Postmortem Tissue Assays
Postmortem methods analyze dissected brain tissue to measure serotonin, its metabolites, enzyme levels (TPH1/TPH2) and receptor densities using biochemical tests, immunohistochemistry, HPLC or LC‑MS. These methods give direct, detailed molecular information but can only be done after death or in animal studies.
Emerging Tools: Biosensors and Electrochemical Methods
New techniques such as genetically encoded fluorescent sensors and fast electrochemical probes can record real‑time serotonin changes with high time resolution, mainly in animals. These methods hold promise for mechanistic work but are not yet routine clinical tools.
Assay Choice and Clinical vs. Research Applications
Assay choice affects accuracy. HPLC with electrochemical detection and LC‑MS/MS are the most specific and sensitive because they separate and directly quantify serotonin and its metabolites. ELISAs are easier to run in some clinical labs but can cross‑react with other molecules and be less reliable at low levels.
Pick the method based on the specific type of chemical or component being measured, the expected concentration, how specific the results must be and what equipment is available. For clinical screening of peripheral serotonin excess (for example in testing for carcinoid tumors), 24‑hour urinary 5‑HIAA by LC‑MS or HPLC—or plasma serotonin with strict preanalytic control—is preferred. Central serotonin research typically uses CSF 5‑HIAA, PET imaging or invasive microdialysis in animals.
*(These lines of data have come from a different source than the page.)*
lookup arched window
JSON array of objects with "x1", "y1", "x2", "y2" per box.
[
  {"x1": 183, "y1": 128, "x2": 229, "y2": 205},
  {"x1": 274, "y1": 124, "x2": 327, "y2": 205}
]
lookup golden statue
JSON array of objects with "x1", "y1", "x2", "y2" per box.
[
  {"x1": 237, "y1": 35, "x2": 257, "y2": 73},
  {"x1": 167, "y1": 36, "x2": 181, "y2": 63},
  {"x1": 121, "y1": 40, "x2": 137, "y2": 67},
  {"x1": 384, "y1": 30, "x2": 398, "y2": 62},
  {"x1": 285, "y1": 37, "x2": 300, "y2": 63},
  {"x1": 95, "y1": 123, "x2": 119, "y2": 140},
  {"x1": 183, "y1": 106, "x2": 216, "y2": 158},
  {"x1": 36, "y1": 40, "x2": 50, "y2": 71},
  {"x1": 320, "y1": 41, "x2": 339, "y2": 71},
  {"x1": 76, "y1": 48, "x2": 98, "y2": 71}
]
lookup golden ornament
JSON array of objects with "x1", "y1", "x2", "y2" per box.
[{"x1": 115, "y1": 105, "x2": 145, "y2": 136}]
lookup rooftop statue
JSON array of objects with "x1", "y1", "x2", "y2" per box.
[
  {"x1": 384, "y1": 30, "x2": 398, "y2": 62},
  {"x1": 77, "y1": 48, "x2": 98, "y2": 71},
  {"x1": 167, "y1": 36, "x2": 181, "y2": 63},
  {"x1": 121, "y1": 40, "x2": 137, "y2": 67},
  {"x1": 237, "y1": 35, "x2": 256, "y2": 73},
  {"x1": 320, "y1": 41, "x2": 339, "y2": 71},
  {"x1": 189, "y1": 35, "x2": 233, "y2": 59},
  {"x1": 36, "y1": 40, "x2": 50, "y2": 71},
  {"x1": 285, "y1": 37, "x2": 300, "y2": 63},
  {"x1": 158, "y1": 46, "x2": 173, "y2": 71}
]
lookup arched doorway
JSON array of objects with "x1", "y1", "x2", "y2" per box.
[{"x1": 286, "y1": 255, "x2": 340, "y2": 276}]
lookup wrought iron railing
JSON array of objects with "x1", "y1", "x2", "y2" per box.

Studies of peripheral serotonin use platelet content and plasma/serum assays.
Key Interpretive Cautions and Practical Recommendations
Peripheral tests don’t reliably show brain serotonin because the blood–brain barrier keeps central and peripheral serotonin pools separate and different enzymes (TPH1 vs TPH2) control the synthesis of serotonin in each pool. Levels of serotonin metabolites reflect overall turnover and clearance, not moment‑to‑moment synaptic signaling. Blood results are very sensitive to handling (for example delays, temperature and platelet activation) and can be altered differently than brain measures by drugs, such as SSRIs and MAO inhibitors, or diet.
Choose the test to match the question. Use CSF metabolites or brain imaging for central processes and plasma/platelet/urine tests for peripheral issues. Prefer HPLC or LC‑MS/MS for accuracy when possible and standardize collection and processing — for example fasting, timing, anticoagulant and centrifugation speed/temperature — to reduce variability.
Choosing and Interpreting Methods That Test Serotonin Levels
There isn’t one universal serotonin level within the body — values differ by tissue. Pick a testing method based on whether peripheral or brain serotonin information is needed and by what matters most: accuracy, invasiveness, time resolution or clinical practicality. Know each method’s strengths and limits—blood, urine, CSF, imaging and direct brain techniques—to interpret results correctly and choose the right test for clinical or research needs.